12:18 < sbahra> how about you kick off an e-mail to me and we discuss over
e-mail?
12:18 < sbahra> Well, the real limitation is that testing overhead is high.
12:19 < sbahra> I was thinking, if we invest some time to automate a lot of
the testing then it would be feasible.
12:20 < sbahra> Right now on x86*, I test with clang, GCC and ICC. Then, I
test on the non-x86 targets across clang and gcc on the GCC compile farm.

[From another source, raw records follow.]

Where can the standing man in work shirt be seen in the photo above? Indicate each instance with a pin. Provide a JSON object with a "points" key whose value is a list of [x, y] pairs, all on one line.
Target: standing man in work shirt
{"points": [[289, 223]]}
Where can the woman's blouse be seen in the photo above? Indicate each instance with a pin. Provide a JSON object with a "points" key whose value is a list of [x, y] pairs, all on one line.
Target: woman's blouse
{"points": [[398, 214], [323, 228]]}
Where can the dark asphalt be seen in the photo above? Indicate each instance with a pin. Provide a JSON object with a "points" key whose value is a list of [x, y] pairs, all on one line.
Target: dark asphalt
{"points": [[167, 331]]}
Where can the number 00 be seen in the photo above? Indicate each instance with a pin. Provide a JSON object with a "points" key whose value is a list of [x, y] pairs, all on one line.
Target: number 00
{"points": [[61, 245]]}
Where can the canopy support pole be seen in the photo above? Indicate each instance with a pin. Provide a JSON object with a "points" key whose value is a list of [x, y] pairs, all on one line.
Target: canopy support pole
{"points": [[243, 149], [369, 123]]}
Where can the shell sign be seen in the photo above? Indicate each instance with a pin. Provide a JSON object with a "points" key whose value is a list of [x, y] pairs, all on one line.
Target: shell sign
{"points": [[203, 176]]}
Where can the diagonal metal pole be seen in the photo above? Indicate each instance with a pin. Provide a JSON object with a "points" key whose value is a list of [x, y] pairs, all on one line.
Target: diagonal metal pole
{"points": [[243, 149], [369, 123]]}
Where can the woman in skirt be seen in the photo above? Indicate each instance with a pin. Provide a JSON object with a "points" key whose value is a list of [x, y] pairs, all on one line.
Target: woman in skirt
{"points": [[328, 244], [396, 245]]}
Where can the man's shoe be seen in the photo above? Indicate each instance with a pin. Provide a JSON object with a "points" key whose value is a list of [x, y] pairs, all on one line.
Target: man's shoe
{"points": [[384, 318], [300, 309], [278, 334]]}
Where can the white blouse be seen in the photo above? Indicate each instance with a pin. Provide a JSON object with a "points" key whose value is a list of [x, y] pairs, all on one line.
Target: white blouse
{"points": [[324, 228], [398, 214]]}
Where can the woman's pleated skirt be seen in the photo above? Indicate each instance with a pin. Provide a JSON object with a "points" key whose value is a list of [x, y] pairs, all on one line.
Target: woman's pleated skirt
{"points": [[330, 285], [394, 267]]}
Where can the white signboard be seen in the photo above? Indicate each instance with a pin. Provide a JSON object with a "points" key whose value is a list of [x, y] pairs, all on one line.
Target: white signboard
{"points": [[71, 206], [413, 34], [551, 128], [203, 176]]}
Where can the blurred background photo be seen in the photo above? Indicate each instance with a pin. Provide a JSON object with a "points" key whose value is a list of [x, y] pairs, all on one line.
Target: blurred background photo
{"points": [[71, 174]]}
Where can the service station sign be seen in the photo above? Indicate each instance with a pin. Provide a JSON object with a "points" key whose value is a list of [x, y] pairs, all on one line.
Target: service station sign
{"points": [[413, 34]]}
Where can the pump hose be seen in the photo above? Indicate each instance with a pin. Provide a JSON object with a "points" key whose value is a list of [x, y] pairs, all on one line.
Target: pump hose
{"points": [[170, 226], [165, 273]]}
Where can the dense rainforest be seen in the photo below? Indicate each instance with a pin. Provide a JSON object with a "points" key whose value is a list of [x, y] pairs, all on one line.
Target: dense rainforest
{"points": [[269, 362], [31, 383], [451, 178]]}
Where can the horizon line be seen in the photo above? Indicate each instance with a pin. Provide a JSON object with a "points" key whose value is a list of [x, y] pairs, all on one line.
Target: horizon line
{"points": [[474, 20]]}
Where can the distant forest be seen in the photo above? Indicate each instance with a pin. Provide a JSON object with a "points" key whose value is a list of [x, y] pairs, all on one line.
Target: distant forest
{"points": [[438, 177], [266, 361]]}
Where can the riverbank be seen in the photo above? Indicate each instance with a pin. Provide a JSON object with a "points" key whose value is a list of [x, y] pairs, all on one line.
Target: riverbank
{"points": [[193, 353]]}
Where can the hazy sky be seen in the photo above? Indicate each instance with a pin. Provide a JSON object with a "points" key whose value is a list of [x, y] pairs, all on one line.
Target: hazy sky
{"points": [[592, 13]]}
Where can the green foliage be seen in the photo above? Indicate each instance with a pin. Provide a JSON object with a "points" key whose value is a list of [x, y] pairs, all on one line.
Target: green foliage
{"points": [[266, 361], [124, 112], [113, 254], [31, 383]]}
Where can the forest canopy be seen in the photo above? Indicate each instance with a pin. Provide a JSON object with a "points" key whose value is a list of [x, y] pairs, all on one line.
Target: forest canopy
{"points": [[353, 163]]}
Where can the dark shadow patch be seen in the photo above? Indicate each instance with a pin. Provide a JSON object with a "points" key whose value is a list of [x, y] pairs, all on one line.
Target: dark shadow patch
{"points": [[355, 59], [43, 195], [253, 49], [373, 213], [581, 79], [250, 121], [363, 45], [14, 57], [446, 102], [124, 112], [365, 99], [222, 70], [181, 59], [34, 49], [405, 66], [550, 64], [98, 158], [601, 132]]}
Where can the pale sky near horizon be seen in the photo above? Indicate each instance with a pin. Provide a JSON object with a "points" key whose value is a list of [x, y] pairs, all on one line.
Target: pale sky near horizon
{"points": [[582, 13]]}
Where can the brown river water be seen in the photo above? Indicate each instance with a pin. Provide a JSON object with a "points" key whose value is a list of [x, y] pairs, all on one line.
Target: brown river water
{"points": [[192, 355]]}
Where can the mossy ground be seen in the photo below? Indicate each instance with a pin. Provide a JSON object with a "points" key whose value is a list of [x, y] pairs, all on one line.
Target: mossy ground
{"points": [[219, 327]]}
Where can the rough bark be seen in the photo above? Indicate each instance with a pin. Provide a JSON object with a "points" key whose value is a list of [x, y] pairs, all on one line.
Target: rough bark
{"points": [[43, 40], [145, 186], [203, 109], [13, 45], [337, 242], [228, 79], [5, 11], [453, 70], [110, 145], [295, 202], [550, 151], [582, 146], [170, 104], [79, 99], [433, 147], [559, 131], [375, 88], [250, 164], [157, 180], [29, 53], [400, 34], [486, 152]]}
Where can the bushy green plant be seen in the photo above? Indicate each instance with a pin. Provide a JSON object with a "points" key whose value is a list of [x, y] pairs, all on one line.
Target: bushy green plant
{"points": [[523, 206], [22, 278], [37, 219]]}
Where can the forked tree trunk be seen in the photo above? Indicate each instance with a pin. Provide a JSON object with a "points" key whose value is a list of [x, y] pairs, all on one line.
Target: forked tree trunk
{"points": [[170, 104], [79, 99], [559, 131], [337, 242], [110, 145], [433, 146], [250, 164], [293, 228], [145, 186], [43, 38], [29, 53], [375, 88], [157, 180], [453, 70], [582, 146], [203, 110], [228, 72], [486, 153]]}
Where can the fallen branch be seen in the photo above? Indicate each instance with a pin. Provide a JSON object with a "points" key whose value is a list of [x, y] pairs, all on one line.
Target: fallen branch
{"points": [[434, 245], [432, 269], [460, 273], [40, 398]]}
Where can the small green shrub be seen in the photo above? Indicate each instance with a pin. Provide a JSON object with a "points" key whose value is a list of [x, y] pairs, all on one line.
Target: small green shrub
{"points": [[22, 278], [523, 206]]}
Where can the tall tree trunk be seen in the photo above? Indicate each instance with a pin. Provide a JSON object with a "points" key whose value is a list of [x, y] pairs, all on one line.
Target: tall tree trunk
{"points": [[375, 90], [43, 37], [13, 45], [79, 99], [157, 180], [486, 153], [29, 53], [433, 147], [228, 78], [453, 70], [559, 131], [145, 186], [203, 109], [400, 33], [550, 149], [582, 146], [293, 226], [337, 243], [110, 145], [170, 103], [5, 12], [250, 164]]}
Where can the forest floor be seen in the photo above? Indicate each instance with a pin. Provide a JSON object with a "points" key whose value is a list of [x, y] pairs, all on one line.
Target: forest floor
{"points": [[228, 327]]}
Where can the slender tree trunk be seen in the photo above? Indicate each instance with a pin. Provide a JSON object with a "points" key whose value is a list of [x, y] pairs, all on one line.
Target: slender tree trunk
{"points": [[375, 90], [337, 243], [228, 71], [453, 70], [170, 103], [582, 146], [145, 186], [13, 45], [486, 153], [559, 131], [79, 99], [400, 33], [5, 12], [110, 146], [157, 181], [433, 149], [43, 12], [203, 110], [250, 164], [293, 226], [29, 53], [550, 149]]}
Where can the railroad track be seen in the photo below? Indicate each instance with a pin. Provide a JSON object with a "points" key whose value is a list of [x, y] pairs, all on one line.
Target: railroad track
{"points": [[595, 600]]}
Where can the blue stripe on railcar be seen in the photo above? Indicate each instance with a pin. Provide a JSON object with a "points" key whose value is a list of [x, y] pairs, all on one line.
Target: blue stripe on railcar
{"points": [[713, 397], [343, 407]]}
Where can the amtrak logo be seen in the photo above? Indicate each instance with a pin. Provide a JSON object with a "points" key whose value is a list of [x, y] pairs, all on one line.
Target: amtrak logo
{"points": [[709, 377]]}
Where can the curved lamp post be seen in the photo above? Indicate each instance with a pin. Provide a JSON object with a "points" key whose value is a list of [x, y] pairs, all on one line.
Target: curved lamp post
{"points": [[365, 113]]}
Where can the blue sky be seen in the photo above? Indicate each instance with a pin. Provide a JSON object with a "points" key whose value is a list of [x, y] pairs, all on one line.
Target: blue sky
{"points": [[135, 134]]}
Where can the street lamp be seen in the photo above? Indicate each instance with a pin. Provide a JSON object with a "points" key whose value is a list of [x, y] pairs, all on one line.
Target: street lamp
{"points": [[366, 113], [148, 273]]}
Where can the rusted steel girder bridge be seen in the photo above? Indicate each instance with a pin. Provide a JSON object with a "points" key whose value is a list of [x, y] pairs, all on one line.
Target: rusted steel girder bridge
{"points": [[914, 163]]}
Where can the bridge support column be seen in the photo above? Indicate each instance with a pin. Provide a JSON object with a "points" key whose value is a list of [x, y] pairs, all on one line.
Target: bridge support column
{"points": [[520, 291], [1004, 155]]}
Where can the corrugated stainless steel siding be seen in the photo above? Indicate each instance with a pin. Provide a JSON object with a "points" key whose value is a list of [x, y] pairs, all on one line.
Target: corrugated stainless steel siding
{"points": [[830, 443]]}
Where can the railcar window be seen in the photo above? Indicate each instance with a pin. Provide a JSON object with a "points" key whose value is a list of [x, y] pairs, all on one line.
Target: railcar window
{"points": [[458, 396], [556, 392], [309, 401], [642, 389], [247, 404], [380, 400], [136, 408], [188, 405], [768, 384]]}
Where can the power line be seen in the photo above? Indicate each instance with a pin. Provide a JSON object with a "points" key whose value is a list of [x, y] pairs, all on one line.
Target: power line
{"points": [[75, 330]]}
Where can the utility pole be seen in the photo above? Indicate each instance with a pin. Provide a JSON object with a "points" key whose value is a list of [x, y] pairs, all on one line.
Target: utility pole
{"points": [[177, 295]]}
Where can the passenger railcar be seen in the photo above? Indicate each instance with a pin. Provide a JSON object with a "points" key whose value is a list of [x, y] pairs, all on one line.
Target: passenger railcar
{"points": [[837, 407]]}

12:20 < sbahra> If we add some simple glue to select the target hosts and
automate the run to also include g++ and augment regressions/ to include
some C++ test programs, it
should be manageable.
12:21 < sbahra> I just currently don’t have the time for this boilerplate
and I can’t justify my time on it because I don’t need C++ support.
However, with the above, it should
hopefully be a one-time cost for both of us and I can still
continue to support it as well.
12:23 < sbahra> Then what we can do is also specialize some facilities. So,
under C++, we can specialize things like ck_ring / etc… on a one-by-one
basis. ck_pr is fine to stay
(and there are still advantages to it over stdatomic).
12:25 < sbahra> It’s mostly opaque void pointer.
12:25 < sbahra> Flexible array members can be replaced by GNU extensions
such as 0-sized arrays, which will be supported by C++ compilers.